The Dataset

The Hemibrain dataset, released in January 2020, was managed by DVID for most of its production. We are providing a replica of our production DVID system and the databases, complete save for some irrelevant data for outside use.

The grayscale image volume

The grayscale data is available through your own local DVID server (165 MB) with data storage provided by Google-owned cloud storage (gs://hemibrain-raw-grayscale). Both raw and 3D JPEG grayscale data are available in that Google Cloud Storage bucket. Just follow the README instructions after unpacking the downloaded tarball.

All other reconstruction data

While the above grayscale server uses data in the cloud, our production DVID server for reconstruction requires a reasonably powerful server (depending on the anticipated user load) and a slightly more involved installation process. First, you'll have to download the DVID system (identical to the above grayscale download save a different TOML configuration file). Then, you'll have to download databases to local disks before starting the server.

Step 1: Download the DVID system

First, download the DVID packaged tarball file (168 MB, preconfigured for this dataset) and untar it:

% tar xjvf hemibrain-dvid.tar.bz2

If you download through the browser, it's possible it will automatically uncompress the file and you'll already have a tar file without the bz2 extension. When untarring the file, you may get Ignoring unknown extended header keyword errors if you are on Ubuntu. That's OK and is just extra Mac tar file data that can be ignored.
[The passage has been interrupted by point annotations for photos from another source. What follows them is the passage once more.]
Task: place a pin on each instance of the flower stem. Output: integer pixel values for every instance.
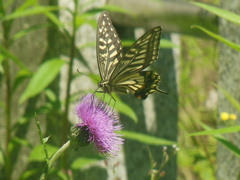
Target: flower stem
(8, 99)
(53, 159)
(70, 69)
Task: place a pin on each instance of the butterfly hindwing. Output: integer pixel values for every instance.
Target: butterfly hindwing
(109, 48)
(150, 85)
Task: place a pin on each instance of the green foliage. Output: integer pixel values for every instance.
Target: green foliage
(42, 78)
(146, 139)
(230, 16)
Within the untarred directory hemibrain-dvid is a configuration file hemibrain-release.toml. This configuration assumes you are downloading the databases to a sibling directory databases like the following directory structure:

/mydir
/databases
/hemibrain-dvid (directory containing the untarred dvid release)
hemibrain-dvid.tar.bz2

If you choose to store the databases at different locations, edit hemibrain-release.toml to point to the appropriate directories. This will also allow you to distribute the databases to different disk drives. We recommend using NVMe SSD drives due to their exceptional performance.
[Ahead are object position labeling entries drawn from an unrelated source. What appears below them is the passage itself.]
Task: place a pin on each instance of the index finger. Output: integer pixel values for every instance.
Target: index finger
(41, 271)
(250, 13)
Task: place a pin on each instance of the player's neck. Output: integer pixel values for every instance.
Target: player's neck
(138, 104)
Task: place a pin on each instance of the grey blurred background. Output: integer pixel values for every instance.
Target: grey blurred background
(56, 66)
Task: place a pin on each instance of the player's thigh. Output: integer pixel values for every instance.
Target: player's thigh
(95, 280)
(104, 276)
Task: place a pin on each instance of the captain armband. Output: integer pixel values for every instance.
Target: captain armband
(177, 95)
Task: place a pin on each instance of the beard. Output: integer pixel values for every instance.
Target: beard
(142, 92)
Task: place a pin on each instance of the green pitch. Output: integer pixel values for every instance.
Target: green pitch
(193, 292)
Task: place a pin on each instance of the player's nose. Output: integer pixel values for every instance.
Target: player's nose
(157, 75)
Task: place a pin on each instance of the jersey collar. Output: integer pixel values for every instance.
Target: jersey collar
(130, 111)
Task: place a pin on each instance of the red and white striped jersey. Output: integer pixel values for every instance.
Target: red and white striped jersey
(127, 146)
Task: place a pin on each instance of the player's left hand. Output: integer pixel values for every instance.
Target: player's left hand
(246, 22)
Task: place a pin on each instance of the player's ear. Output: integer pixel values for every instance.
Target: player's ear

If you are also running a grayscale dvid server, you must change the ports on either that one or this dvid server since both are by default using ports 8000 and 8001. For example, change the grayscale dvid server TOML file to use ports 9000 and 9001 then restart that server. You will then be able to access the grayscale image volume on port 9000 and all the other reconstruction data on port 8000.

Step 2: Download the databases that you need

Our original databases have data at 50+ timepoints, but for this release, we've reduced the data to three versions: one of the earliest versions in 2018, an intermediate version after revising the synapses, and the final version published as part of our Hemibrain release. This brings down the size of the databases to 1.2 TB. You can choose which of the databases you'd like to download (segmentation, other labelmaps, synapses, meshes, etc). If you choose not to download a database, the data from that database won't be available but the DVID system will still work.
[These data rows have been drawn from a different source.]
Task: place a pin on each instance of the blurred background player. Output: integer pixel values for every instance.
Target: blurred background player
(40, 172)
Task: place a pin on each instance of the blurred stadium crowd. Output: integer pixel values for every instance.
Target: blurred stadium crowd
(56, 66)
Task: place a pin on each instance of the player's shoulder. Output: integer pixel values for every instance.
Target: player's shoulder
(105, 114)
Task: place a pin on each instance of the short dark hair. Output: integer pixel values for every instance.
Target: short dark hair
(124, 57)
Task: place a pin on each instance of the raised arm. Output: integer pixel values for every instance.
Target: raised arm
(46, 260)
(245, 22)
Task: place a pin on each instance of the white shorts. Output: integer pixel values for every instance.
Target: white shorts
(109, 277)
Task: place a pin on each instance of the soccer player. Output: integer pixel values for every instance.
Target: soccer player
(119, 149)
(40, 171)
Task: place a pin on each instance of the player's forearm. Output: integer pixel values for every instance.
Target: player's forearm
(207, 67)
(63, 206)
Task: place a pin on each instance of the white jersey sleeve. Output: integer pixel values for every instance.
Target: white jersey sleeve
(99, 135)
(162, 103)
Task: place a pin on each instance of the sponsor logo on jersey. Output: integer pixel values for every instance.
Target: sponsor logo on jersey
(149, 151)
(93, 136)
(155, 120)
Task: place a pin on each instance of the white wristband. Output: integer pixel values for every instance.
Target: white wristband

The databases are available in the following Google Cloud Storage bucket: gs://hemibrain-dvid-segmentation/databases

We suggest using the Google gsutil tool: https://cloud.google.com/storage/docs/gsutil

Create a databases directory that is a sibling of the untarred DVID package, then download the databases you want. The following commands assume you are in the directory you downloaded the DVID packaged tarball file.

% mkdir databases # should be sibling of the untarred hemibrain-dvid directory
% gsutil -m cp -r gs://hemibrain-dvid-segmentation/databases/metadata databases
% gsutil -m cp -r gs://hemibrain-dvid-segmentation/databases/segmentation databases
% gsutil -m cp -r gs://hemibrain-dvid-segmentation/databases/mutlog databases
...
% chown -R me:mygroup databases # makes sure you can actually write to those DBs

You are required to download the small "metadata" database but can choose some combination of the other databases. The full dataset is comprised of the following databases:

SizeDatabaseDescription
718 GBsegmentationHighly compressed supervoxel uint64 ids per voxel
3.5 GBmutlogRequired if using segmentation. Supplies the supervoxel-to-label mappings
225 GBother-labelmapsMitochondria, ROIs, etc.
145 GBmeshesNeuroglancer format
47 GBsynapsesPre- and post-synaptic annotations
10 GBkeyvaluesSimilar to a versioned file system with JSON files, etc
38 GBannotations3d point annotations like bookmarks
1.7 GBroisRegions of Interest

Step 3: Run the server

From within the hemibrain-dvid directory, launch dvid using the appropriate executable for your platform.

1) For Linux:

% linux/bin/dvid serve hemibrain-release.toml

2) For Mac

% mac/bin/dvid serve hemibrain-release.toml

If you are running macOS Cataline (10.15) or newer, Apple has increased software protections that can lead to your being unable to run the program.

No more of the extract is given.